I began painting in 2010. My guides in exploring this medium have been, in chronological order, the portrait artist Jason Miklik, the surrealist painter Eleanor Spiess-Ferris, and master of indirect painting, Helen Oh. My “apprentice” painting focused on the human figure. My current work focuses on landscape and still life paintings.

Until recently, my preferred method of painting has been alla prima, in which the surface is directly painted, that is, painted in one or two sessions while the paint is still wet. (Alla prima comes from the Italian for “at once.”) In 2016 I began exploring the techniques and methods of the Old Masters, in which a painting is completed indirectly, that is, built up in layers: first an imprimatura or ground layer that establishes values and composition; then a “dead color” layer, a basic depiction of forms using earth pigments; followed by a layer that incorporates more detail and pigments with more chroma; and finally, a glazing layer, i.e., a thin oily layer of transparent paint.
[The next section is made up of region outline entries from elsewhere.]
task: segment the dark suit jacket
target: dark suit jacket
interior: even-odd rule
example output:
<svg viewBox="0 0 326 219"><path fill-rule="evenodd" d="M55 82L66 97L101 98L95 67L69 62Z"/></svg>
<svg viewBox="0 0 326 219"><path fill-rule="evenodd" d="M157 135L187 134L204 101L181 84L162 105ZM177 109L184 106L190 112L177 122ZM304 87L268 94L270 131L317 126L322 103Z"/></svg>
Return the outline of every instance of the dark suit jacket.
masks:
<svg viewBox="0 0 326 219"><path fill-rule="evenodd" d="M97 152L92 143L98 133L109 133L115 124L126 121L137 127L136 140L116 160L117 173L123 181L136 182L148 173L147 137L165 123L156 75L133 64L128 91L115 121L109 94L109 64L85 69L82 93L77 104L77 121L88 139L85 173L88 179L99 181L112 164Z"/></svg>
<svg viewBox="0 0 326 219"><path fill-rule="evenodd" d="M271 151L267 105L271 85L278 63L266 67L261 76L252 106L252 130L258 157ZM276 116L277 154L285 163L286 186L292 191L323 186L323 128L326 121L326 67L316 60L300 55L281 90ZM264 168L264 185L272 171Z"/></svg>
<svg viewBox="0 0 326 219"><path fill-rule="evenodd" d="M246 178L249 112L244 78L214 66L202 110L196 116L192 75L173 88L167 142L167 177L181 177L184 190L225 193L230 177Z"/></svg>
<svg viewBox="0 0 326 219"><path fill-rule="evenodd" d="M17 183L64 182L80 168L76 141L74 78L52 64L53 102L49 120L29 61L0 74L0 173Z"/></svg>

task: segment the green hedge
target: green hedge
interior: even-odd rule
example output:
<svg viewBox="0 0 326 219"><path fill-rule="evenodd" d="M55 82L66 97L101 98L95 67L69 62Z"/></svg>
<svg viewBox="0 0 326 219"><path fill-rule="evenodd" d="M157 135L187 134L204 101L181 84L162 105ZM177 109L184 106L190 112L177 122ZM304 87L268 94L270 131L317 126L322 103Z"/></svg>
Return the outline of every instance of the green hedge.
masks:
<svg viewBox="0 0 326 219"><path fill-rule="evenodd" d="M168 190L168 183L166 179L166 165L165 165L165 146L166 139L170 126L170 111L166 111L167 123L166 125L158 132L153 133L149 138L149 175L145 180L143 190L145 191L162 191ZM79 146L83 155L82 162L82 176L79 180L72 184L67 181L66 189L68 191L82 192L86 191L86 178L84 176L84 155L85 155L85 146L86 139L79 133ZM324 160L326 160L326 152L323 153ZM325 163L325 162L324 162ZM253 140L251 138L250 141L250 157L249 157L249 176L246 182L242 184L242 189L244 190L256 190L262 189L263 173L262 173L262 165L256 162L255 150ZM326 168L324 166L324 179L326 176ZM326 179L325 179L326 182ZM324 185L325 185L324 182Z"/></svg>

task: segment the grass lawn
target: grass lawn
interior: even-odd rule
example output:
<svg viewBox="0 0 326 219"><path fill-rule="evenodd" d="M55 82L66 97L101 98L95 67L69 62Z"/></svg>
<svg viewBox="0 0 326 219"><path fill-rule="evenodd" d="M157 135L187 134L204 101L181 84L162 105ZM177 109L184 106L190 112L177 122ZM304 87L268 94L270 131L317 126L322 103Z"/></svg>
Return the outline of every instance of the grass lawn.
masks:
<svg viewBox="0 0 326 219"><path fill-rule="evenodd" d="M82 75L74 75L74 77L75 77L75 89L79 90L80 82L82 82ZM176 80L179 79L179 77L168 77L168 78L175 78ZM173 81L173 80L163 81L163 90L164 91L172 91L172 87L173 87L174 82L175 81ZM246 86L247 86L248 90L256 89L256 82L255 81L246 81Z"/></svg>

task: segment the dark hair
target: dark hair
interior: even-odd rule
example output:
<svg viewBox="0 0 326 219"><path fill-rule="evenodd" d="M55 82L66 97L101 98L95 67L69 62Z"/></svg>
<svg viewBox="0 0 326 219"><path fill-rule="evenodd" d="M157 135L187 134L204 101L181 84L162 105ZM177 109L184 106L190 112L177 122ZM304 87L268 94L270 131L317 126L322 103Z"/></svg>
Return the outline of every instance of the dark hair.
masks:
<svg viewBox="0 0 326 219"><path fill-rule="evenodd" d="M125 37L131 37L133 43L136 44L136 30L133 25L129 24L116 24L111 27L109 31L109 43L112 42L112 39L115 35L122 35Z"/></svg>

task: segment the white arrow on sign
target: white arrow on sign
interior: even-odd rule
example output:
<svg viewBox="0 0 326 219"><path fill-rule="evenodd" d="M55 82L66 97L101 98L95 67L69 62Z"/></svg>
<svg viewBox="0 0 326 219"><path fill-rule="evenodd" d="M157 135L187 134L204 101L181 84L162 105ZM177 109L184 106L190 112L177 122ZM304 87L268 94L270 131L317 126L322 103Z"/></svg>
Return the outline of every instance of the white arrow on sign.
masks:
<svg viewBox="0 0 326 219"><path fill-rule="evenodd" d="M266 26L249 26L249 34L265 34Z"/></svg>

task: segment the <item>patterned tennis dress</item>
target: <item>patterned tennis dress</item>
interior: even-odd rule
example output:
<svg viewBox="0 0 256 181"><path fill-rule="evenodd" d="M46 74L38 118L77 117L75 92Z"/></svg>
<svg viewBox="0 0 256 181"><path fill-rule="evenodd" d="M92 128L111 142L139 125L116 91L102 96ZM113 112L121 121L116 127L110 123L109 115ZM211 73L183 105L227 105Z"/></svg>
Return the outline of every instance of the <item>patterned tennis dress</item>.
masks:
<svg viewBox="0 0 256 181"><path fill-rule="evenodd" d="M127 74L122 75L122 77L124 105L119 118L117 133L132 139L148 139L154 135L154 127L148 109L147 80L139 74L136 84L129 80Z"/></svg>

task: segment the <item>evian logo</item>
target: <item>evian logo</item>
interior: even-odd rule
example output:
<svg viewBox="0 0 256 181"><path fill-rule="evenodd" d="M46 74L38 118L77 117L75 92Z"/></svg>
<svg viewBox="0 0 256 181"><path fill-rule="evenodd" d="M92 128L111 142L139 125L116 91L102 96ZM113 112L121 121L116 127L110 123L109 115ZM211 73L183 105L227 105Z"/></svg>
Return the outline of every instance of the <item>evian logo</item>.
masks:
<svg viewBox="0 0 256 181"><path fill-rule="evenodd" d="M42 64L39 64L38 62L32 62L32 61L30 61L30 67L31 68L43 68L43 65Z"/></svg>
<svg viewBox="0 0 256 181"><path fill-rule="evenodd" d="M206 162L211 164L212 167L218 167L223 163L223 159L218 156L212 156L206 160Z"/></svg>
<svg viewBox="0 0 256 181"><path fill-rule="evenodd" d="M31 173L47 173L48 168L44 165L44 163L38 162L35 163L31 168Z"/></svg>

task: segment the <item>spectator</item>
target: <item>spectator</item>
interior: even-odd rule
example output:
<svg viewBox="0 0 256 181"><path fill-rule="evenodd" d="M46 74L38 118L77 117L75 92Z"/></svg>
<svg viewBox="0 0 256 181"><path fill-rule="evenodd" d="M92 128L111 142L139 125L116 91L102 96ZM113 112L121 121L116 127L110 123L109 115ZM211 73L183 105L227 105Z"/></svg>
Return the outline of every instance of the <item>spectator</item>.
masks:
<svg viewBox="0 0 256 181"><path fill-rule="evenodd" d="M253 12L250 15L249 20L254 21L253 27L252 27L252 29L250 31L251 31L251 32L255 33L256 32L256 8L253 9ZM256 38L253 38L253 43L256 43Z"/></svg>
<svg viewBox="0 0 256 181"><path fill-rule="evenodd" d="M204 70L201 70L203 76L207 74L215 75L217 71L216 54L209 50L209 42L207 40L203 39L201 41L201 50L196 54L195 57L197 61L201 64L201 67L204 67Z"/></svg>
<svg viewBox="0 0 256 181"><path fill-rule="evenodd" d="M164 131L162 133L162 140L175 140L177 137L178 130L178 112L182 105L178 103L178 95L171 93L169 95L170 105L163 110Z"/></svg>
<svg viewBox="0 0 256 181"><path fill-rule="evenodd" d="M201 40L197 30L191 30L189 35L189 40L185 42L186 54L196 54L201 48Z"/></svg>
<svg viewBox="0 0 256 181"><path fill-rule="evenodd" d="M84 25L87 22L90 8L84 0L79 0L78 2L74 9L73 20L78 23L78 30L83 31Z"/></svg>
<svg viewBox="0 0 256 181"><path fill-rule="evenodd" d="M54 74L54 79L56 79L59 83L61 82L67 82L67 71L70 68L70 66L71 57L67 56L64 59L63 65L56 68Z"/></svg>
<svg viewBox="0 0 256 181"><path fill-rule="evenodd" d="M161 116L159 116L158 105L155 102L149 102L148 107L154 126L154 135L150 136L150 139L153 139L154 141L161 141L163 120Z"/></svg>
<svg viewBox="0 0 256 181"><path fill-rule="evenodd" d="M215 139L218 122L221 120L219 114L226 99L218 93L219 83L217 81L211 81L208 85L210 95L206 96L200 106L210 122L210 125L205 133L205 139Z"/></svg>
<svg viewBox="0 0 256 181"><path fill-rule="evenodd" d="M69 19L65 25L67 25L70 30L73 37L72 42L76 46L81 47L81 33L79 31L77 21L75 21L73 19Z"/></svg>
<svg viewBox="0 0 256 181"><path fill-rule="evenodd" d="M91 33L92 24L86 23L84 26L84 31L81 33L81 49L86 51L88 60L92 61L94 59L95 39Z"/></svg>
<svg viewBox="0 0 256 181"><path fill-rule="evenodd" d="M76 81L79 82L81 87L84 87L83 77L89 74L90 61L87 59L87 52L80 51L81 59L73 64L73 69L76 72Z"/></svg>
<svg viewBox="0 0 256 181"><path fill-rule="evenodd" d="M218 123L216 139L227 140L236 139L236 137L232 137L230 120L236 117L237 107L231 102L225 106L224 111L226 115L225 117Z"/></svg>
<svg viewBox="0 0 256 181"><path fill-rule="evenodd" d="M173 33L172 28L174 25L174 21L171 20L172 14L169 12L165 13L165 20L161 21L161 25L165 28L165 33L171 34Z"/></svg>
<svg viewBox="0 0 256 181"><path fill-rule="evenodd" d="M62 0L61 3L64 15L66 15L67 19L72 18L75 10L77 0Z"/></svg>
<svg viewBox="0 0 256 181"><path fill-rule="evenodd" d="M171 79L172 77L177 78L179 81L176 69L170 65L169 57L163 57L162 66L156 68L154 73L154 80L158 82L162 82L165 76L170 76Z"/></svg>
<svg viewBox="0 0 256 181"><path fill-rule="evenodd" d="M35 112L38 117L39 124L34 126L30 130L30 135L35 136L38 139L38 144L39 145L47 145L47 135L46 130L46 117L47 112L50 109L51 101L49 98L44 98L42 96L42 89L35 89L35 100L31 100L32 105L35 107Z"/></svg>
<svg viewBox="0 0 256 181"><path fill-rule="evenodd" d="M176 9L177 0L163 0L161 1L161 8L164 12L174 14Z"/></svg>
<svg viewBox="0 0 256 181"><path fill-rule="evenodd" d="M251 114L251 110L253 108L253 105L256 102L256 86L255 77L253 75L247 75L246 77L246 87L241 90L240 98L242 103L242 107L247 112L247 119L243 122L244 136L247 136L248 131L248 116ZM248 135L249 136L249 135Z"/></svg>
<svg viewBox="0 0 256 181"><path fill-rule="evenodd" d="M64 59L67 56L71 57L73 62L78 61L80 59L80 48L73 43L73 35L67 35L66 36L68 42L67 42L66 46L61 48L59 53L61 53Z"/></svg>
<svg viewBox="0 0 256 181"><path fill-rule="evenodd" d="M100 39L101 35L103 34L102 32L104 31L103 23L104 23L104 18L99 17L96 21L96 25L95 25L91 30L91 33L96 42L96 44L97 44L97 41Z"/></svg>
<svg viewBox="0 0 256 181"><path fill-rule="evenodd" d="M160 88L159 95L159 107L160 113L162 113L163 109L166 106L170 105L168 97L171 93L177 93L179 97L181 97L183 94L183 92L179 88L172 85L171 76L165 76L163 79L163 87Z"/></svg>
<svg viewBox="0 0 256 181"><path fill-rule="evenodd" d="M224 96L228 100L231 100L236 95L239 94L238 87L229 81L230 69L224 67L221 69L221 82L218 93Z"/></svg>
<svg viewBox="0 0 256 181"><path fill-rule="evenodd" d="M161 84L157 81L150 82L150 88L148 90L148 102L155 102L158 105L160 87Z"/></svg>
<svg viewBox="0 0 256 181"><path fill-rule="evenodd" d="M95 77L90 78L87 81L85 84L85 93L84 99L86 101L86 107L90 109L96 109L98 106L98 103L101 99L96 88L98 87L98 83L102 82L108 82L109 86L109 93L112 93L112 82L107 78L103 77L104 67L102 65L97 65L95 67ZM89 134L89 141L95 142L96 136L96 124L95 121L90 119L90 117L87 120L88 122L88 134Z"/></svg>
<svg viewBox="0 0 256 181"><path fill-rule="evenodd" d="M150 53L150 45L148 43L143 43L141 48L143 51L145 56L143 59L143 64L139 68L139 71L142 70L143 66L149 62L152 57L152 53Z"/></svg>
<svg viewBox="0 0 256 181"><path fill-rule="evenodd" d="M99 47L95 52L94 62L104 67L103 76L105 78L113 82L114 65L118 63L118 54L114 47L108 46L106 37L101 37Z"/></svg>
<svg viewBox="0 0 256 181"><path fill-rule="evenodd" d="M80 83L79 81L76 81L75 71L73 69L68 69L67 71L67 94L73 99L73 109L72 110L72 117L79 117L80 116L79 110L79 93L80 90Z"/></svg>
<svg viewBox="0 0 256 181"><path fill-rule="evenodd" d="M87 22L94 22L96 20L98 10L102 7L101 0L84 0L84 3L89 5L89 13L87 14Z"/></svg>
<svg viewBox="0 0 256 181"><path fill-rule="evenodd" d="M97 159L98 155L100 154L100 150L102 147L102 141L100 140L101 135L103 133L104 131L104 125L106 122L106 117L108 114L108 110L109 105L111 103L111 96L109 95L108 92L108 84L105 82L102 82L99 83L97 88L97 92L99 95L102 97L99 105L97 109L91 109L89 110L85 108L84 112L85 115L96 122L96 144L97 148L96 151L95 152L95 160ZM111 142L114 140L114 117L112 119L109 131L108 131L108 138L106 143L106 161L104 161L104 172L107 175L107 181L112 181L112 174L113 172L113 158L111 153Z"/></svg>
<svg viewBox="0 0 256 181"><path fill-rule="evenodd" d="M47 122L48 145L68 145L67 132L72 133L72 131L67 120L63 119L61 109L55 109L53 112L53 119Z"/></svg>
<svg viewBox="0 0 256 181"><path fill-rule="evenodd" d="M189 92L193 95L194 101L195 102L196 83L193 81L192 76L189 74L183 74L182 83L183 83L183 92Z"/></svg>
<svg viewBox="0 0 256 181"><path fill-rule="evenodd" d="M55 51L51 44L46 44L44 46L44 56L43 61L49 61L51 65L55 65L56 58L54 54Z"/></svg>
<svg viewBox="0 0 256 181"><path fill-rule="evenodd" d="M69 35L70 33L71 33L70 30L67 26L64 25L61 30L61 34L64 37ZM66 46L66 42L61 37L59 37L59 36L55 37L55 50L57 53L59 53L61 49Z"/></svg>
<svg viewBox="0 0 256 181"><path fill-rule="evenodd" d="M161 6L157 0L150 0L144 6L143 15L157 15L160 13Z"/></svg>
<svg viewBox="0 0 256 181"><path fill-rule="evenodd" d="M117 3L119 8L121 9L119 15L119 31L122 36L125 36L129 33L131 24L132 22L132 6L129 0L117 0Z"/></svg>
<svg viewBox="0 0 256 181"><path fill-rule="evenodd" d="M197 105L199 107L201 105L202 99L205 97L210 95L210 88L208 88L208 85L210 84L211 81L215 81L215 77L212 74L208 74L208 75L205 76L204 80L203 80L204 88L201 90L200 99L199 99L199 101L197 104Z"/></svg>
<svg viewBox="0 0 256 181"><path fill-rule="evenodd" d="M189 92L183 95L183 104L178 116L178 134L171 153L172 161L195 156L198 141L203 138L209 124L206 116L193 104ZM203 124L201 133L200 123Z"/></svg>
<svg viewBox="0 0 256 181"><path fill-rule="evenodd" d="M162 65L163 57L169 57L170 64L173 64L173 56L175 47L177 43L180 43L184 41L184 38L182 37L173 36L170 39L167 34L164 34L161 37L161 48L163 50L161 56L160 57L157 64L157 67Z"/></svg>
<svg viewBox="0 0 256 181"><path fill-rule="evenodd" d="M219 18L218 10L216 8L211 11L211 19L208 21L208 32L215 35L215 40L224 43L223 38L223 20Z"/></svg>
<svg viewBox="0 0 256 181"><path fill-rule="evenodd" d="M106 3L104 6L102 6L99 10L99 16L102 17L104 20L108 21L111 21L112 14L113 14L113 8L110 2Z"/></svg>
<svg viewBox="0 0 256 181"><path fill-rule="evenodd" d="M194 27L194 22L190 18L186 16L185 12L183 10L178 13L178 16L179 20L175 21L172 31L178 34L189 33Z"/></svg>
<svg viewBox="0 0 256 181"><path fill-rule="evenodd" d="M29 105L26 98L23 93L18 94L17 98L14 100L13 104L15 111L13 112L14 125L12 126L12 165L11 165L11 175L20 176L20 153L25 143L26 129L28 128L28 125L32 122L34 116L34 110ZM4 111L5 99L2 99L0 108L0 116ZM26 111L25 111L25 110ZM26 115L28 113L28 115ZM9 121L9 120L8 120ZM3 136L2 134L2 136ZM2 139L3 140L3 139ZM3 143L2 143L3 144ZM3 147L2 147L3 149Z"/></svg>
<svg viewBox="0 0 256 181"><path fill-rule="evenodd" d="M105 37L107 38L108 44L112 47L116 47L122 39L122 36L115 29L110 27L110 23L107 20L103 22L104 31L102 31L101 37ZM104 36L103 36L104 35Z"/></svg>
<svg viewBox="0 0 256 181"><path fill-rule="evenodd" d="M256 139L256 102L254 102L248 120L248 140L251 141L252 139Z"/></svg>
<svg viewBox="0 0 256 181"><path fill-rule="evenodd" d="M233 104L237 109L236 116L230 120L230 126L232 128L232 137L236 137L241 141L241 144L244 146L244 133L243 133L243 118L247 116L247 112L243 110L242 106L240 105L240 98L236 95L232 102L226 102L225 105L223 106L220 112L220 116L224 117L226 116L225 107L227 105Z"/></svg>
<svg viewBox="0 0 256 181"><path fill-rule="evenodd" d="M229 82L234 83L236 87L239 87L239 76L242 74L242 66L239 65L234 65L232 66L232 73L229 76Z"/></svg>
I have developed my indirect painting techniques by copying Old Master paintings (e.g., Vermeer’s “Study of a Young Girl” and Flegel’s “Dessert Still Life”). Whether painting directly or indirectly, my preferred method of working is to paint from life, not from photographs.

In keeping with this preference, I have recently begun exploring plein air work, paintings either entirely or largely completed in a single three- or four-hour session outdoors. As in alla prima painting, there is an element of risk in plein air painting that I enjoy. Will everything come together—the draftsmanship of the painting, the required concentration, the magic of creating a three-dimensional image on a two-dimensional surface? The moment of finishing a plein air or other “direct” painting is thrilling, for that’s when I step back and reflect on what it is I saw.